For a more explicit and current example, you can say "I don't think female-affirming trans athletes should be allowed to compete in female oriented divisions of sport. Their testosterone output makes for an unfair advantadge".

That might STILL be removed, not because that comment breaks the rules, but because reddit seems to have a serious problem on the issue and it always devolves to "we need to take men out of women's sports" and then some long chain of people denying trans people of their identity. That's promoting hate. Especially since that is not too far off from what the U.S. president argues.

> You cannot say "trans people are a mental illness" or "trans are not people". That is clearly promoting hate and has nothing of substance to discuss.

You definitelly can. There are plenty of big subreddits with posts like that, whose mods agree with.

> denying trans people of their identity. That's promoting hate.

To be clear: your position is that refusing to see other people as they see themselves, in one specific aspect, is inherently hateful?

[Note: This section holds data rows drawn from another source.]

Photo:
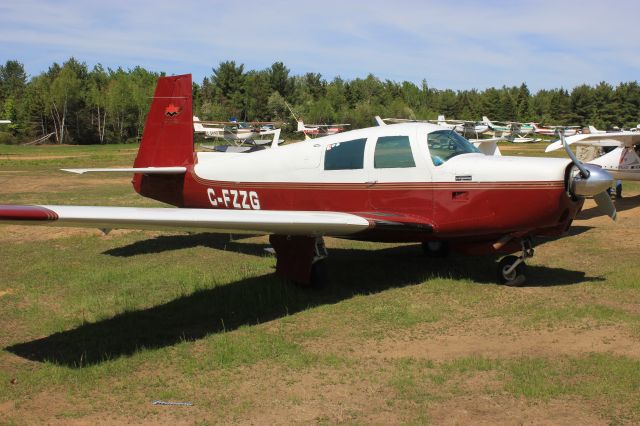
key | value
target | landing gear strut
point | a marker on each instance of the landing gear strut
(511, 268)
(300, 259)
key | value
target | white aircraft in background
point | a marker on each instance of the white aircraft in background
(622, 162)
(553, 130)
(317, 129)
(463, 126)
(320, 129)
(512, 131)
(238, 132)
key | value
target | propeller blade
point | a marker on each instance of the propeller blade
(605, 205)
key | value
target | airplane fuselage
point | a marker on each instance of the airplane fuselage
(471, 196)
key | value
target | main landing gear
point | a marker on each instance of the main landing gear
(301, 259)
(511, 268)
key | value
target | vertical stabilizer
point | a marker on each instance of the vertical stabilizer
(167, 139)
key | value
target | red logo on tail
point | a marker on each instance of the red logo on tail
(171, 110)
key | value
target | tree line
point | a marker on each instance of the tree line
(77, 105)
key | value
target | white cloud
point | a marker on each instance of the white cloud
(467, 44)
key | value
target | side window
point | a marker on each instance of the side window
(446, 144)
(345, 155)
(393, 152)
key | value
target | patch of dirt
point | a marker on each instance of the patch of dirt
(504, 344)
(17, 185)
(20, 233)
(492, 410)
(12, 157)
(312, 396)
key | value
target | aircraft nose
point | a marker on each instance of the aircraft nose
(599, 180)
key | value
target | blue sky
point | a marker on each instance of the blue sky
(457, 45)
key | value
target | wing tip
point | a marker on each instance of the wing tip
(26, 213)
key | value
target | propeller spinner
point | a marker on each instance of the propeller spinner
(589, 180)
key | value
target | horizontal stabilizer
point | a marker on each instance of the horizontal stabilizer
(144, 170)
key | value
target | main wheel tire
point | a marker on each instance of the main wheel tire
(516, 277)
(436, 249)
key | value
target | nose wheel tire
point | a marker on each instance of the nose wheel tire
(435, 249)
(509, 275)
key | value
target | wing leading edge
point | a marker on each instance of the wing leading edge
(268, 221)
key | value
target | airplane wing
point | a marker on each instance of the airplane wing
(328, 125)
(268, 221)
(178, 170)
(627, 139)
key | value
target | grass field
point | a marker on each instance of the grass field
(94, 327)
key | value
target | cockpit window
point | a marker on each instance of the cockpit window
(393, 152)
(347, 155)
(446, 144)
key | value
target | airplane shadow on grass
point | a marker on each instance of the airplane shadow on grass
(256, 300)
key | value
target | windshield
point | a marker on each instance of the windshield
(446, 144)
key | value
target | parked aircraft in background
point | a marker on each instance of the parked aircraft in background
(410, 182)
(464, 127)
(238, 132)
(622, 162)
(512, 131)
(316, 130)
(553, 130)
(320, 129)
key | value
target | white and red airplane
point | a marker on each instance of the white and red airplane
(411, 182)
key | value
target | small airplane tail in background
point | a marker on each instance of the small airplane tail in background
(197, 125)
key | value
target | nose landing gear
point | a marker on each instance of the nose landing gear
(511, 268)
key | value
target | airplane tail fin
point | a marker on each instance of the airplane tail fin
(167, 139)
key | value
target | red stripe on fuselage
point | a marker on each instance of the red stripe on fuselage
(455, 209)
(8, 212)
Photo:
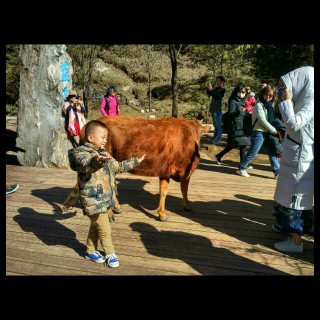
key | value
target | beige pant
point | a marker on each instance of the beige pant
(100, 229)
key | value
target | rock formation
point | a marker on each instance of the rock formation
(45, 79)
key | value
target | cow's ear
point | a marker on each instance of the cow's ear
(205, 129)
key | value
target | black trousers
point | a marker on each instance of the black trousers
(229, 148)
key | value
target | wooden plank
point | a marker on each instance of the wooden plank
(185, 245)
(261, 237)
(229, 234)
(76, 265)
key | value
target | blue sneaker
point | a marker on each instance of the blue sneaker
(96, 257)
(112, 260)
(216, 142)
(276, 227)
(11, 188)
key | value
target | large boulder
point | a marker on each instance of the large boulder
(45, 79)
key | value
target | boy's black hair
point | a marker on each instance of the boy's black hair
(221, 78)
(90, 126)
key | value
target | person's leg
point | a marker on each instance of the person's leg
(223, 152)
(273, 160)
(215, 132)
(77, 140)
(92, 240)
(257, 139)
(104, 233)
(290, 223)
(218, 123)
(242, 153)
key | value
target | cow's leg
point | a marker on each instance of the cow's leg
(164, 187)
(117, 208)
(184, 183)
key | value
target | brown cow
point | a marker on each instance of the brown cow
(171, 146)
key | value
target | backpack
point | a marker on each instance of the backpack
(247, 124)
(225, 122)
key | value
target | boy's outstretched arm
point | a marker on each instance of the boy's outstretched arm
(126, 165)
(83, 162)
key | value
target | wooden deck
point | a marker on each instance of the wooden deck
(228, 233)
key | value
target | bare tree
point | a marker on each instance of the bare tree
(174, 79)
(151, 56)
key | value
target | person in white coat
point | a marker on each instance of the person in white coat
(295, 186)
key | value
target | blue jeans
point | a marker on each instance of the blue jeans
(257, 139)
(217, 122)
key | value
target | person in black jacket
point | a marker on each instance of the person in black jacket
(235, 118)
(215, 110)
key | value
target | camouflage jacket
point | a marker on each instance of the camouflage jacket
(96, 179)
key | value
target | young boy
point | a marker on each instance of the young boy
(97, 187)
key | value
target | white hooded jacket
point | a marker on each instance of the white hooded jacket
(295, 185)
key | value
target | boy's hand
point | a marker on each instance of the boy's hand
(141, 159)
(103, 158)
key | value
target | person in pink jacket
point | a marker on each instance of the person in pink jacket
(250, 101)
(110, 105)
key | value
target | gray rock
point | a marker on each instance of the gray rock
(45, 79)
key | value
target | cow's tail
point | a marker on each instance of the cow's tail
(195, 160)
(72, 198)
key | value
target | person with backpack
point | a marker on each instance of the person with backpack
(215, 109)
(234, 122)
(110, 105)
(262, 116)
(294, 194)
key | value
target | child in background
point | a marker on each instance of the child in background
(97, 187)
(250, 101)
(109, 104)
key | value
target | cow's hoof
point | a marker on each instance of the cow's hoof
(117, 211)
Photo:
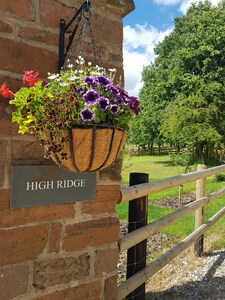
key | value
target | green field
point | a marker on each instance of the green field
(159, 167)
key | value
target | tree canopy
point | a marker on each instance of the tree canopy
(183, 94)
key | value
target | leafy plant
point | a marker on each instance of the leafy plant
(82, 96)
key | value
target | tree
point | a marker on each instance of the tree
(186, 83)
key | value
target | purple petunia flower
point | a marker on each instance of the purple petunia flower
(44, 83)
(133, 104)
(114, 109)
(102, 80)
(119, 99)
(103, 103)
(80, 91)
(87, 115)
(90, 80)
(114, 90)
(91, 97)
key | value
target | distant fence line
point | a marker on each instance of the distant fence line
(135, 238)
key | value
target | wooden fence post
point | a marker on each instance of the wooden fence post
(199, 213)
(138, 217)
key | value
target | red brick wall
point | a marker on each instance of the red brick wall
(57, 251)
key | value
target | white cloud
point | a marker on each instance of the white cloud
(167, 2)
(138, 51)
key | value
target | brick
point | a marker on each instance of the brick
(5, 27)
(19, 8)
(38, 35)
(20, 244)
(55, 237)
(113, 172)
(106, 199)
(110, 288)
(13, 281)
(61, 270)
(87, 291)
(4, 199)
(52, 11)
(103, 263)
(20, 57)
(13, 84)
(91, 233)
(15, 217)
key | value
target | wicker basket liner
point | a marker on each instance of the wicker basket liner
(91, 149)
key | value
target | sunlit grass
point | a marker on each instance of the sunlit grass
(159, 167)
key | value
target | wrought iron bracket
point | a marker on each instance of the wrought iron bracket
(65, 28)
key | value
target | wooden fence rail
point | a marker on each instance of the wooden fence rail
(140, 190)
(141, 234)
(132, 283)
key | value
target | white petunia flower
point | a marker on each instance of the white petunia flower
(53, 76)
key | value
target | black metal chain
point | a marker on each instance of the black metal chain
(83, 16)
(86, 26)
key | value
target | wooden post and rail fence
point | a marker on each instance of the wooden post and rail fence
(138, 232)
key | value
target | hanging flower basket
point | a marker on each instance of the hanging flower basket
(79, 116)
(90, 148)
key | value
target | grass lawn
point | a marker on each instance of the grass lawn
(159, 167)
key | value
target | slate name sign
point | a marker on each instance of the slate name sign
(43, 185)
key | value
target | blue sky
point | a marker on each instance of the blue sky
(147, 25)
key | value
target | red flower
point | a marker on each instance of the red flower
(6, 93)
(30, 78)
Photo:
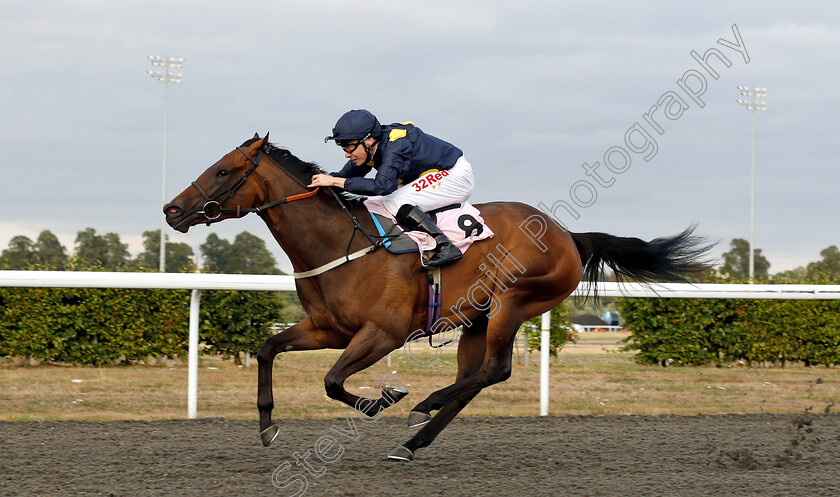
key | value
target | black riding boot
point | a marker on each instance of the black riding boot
(413, 219)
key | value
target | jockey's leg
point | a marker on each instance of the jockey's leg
(413, 219)
(410, 203)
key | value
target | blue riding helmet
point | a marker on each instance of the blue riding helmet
(355, 125)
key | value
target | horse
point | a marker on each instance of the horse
(371, 305)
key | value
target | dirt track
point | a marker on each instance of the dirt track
(762, 454)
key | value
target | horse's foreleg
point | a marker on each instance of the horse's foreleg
(368, 346)
(301, 336)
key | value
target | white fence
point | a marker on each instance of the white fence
(197, 282)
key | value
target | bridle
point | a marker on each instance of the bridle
(213, 209)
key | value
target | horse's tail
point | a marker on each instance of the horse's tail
(673, 258)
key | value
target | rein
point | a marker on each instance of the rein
(213, 209)
(218, 210)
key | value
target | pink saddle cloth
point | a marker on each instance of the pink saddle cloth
(463, 226)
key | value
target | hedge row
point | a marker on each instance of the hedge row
(721, 331)
(109, 326)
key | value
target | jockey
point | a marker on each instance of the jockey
(415, 173)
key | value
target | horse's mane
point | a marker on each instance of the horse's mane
(301, 170)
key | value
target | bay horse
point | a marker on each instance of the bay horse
(372, 305)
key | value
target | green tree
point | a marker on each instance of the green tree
(101, 250)
(51, 253)
(561, 330)
(235, 322)
(20, 254)
(826, 269)
(736, 262)
(246, 255)
(178, 255)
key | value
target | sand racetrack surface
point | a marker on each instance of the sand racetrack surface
(754, 454)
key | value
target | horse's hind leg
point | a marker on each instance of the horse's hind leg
(301, 336)
(471, 350)
(366, 347)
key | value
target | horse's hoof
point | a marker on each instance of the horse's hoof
(416, 418)
(401, 454)
(393, 394)
(269, 435)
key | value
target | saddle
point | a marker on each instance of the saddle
(461, 223)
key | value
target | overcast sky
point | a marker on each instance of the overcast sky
(530, 90)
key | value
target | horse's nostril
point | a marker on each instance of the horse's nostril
(172, 209)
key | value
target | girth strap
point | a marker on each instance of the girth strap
(330, 265)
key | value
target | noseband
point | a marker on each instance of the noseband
(213, 209)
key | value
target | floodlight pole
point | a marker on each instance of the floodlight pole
(165, 77)
(753, 105)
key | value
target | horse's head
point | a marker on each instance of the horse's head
(226, 189)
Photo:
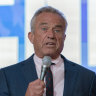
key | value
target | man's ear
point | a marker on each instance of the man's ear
(31, 37)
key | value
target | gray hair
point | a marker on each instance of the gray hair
(46, 9)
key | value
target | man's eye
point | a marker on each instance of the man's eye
(57, 31)
(44, 29)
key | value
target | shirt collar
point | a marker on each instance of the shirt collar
(38, 60)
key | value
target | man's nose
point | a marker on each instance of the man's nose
(50, 34)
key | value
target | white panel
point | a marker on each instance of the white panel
(92, 32)
(6, 2)
(72, 43)
(8, 51)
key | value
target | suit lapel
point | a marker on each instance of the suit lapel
(70, 78)
(29, 70)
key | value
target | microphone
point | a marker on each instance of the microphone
(46, 64)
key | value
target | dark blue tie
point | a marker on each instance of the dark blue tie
(49, 82)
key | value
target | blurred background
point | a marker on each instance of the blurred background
(80, 43)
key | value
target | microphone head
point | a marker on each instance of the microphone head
(46, 61)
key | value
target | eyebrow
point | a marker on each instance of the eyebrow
(59, 26)
(43, 24)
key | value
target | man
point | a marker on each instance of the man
(48, 27)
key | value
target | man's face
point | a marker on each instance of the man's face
(48, 38)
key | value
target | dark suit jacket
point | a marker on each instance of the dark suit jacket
(14, 79)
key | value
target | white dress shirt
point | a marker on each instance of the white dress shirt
(58, 74)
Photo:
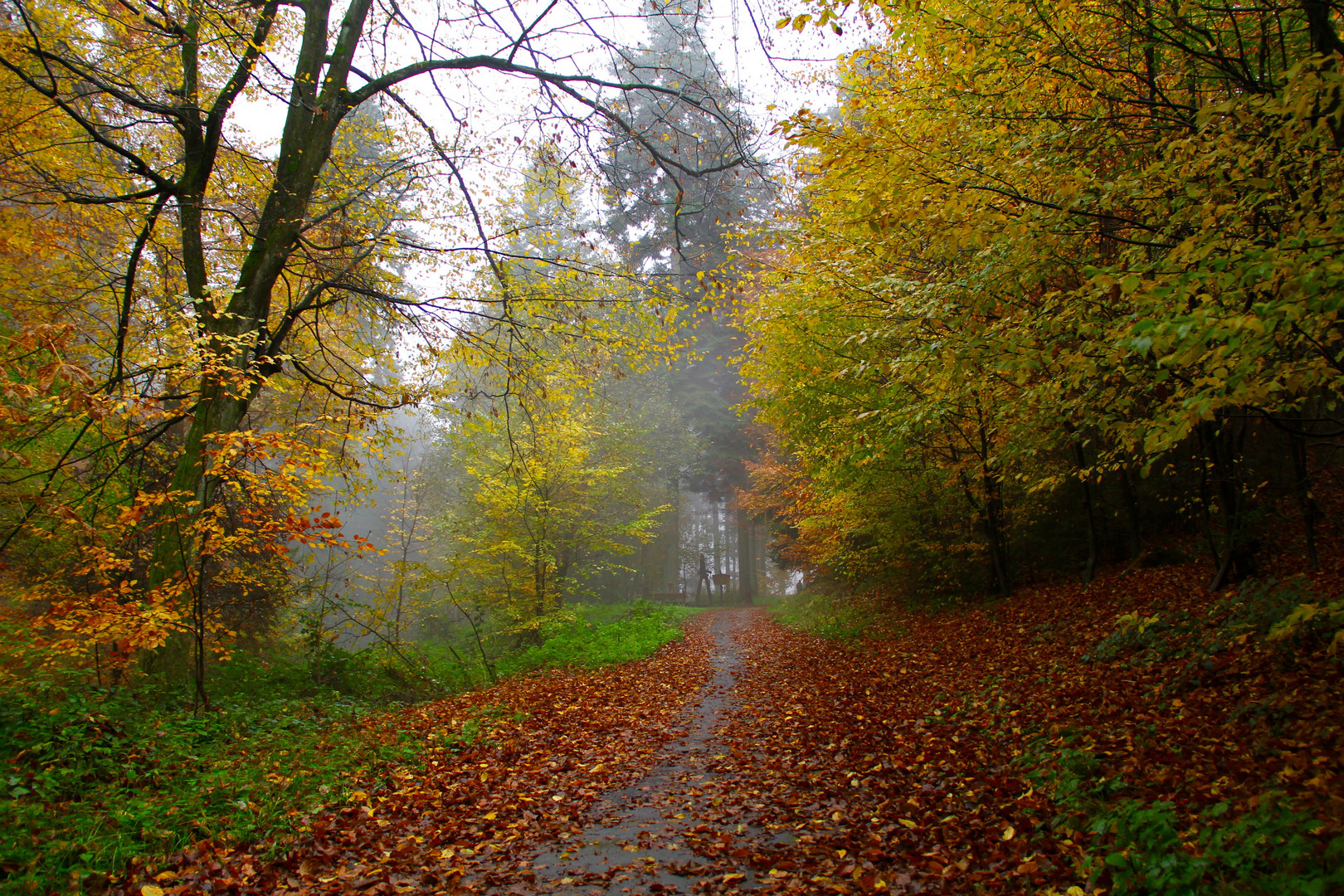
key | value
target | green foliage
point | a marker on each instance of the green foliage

That's likely the crux of our disagreement in the other subthread, then.

Either that or you imagine that "denying identity" refers to something else, but I've only ever seen it used in cases that boil down to that. This often gets described as "denying existence", which from my observations conservatives just think is absurd. The entire point is that "identity" refers to self-image, while "existence" refers to what is externally observable.

  • >your position is that refusing to see other people as they see themselves, in one specific aspect, is inherently hateful?

    Yes. That tends to fall under "hate speech":

    >public speech that expresses hate or encourages violence towards a person or group based on something such as race, religion, sex, or sexual orientation

    Denying existence or identity will fall under that curtain either way. That seems to be the interpretation Reddit uses, so your account or community will be banned for breaking its rules, regardless of your interpretation. Both dehumanize, and dehumanization is a one way ticket to denying someone as worthy of the rights humans enjoy.

    • How on earth is it "hate speech" to point out that men who call themselves women aren't actually women? It's a simple statement of fact.

    • > Denying existence or identity

      These are different things (which was most of the point),

      > will fall under that curtain either way

      ... but I fail to see how in either case.

      > Both dehumanize

      I don't see this, either.

      Again, the actual act we refer to is:

      > refusing to see other people as they see themselves, in one specific aspect

      Is there any other aspect of how people see themselves which would lead you to the same conclusion? For example, if I consider myself physically attractive, and others disagree, are they hating me?